Buying a home can be exciting, but it can be pretty confusing, too! To help you feel more confident as you embark on the journey toward homeownership, we present in this post a few of the most common terms and acronyms that you’re likely to encounter during your home purchase.
While this list is hardly exhaustive, we think it offers you a great start toward getting comfortable with builder and real estate terminology, ensuring that you’re 100 percent clear on everything related to the momentous occasion of buying your first home.
Assessment: The value of a home, as determined by an assessor, who is professionally trained to consider all aspects of a home (location, construction, amenities, features) when determining a fair and accurate valuation. Home assessments are typically undertaken by banks to make sure a property is worth the money being lent to a buyer.
Closing Costs: A variety of one-time costs and pre-paid fees associated with the transfer of a home from seller to buyer. These include filing fees, insurance premiums, property taxes and mortgage fees. A number of mortgage programs can help pay a percentage or all of a buyer’s closing costs.
Deed restriction: A covenant of land usage prohibitions and terms attached to the deed for a property. These terms extend to the initial and all subsequent buyers of a home, and are usually in place to protect the sanctity and character of a neighborhood or community.
Downpayment: A cash payment made by a buyer towards the purchase of a home, usually expressed as a percentage of the total sales price of the home. Many people assume that they will require a 20 percent down payment to purchase a home, but programs exist that allow buyers to move into a new home for as little as 3.5 percent down. Some buyers even qualify for “no money down” programs which require absolutely no money out of pocket from the buyer.
Equity: The resale value of a home, minus any owed amount for which the home is collateral (generally a mortgage).
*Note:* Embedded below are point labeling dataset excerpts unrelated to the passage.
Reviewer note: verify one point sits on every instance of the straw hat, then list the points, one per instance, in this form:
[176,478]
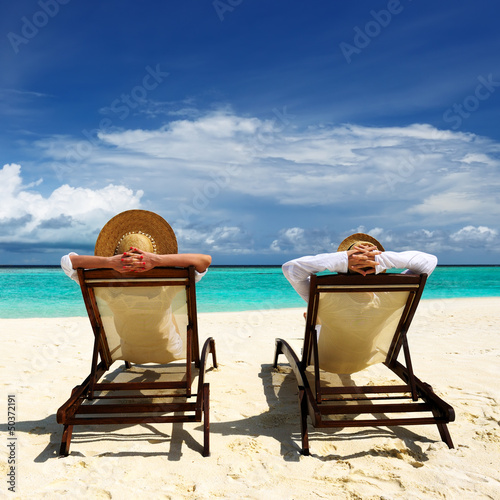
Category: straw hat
[358,238]
[136,228]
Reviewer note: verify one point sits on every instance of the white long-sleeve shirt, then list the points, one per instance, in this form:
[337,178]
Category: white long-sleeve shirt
[298,271]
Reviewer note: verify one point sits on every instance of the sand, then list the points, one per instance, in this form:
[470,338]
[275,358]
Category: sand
[455,346]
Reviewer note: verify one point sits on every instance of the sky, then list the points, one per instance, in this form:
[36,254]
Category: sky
[260,130]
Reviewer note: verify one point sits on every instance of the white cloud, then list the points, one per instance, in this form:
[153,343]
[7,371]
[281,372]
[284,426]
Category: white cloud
[235,175]
[67,214]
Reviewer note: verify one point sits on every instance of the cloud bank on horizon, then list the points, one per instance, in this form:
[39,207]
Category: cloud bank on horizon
[411,187]
[260,130]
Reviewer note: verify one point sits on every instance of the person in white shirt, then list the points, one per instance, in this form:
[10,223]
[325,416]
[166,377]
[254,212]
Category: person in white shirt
[358,253]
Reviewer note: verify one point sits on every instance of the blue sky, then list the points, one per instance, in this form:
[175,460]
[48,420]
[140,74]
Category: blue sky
[260,130]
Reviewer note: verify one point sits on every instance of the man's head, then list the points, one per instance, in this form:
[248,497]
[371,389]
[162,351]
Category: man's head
[361,250]
[358,239]
[140,229]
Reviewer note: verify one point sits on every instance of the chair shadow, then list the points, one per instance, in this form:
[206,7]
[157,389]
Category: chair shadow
[282,421]
[110,432]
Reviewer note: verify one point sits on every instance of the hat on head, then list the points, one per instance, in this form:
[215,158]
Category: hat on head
[357,238]
[136,228]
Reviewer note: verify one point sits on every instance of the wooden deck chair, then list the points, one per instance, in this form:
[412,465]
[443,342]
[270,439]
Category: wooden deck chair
[141,319]
[363,320]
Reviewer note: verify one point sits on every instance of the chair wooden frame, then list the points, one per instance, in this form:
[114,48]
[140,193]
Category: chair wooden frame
[320,403]
[80,408]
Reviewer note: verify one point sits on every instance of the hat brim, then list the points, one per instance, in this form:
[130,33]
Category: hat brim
[358,237]
[136,221]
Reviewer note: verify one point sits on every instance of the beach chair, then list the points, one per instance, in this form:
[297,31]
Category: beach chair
[354,322]
[149,321]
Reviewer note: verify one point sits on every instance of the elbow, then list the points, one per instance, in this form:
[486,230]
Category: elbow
[285,268]
[204,264]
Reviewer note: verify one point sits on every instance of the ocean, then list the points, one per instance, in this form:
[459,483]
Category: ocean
[46,292]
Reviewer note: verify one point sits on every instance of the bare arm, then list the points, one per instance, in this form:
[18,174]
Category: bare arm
[138,260]
[143,261]
[96,262]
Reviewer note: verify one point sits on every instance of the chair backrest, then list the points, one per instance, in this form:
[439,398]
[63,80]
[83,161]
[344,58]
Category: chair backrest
[355,321]
[142,317]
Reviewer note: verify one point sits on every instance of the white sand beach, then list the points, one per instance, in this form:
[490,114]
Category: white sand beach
[255,454]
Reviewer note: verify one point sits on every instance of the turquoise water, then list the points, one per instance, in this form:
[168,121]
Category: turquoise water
[44,292]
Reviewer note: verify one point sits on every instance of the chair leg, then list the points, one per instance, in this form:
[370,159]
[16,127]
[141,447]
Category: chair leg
[445,435]
[214,357]
[303,422]
[277,352]
[66,440]
[206,420]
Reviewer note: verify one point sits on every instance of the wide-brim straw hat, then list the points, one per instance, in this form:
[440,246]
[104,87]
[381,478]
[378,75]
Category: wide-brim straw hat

Typically expressed as the dollar amount which a buyer would receive if they were to sell their home, as a percentage of the home’s total value. For example, if John Jones owns a home that is currently valued at $100,000, and he owes $80,000, then his equity stake in the home is $20,000 or 20%.
FHA: Federal Housing Administration. This federal agency insures mortgages made by private lenders, which translates into lower fees and costs for homebuyers, as well as lower or no down payments.
PMI: Primary Mortgage Insurance. This is a mandatory insurance, payable monthly, for all homeowners who have less than 20 percent equity in their home.
Spec home (also, “Move-in Ready Home” or “Inventory Home”): These homes have been completed by the builder without being specifically purchased by a buyer. While they are completed homes and generally not customizable, buyers have the benefit of being able to see the exact home they are purchasing, instead of a set of drawings and a model home.
USDA: United States Department of Agriculture. Through their Rural Development agency, the USDA provides a number of mortgage programs for homebuyers in rural districts. Many of these districts are within short distances of major metropolitan areas, and LGI Homes has many communities in which homebuyers can qualify for USDA help.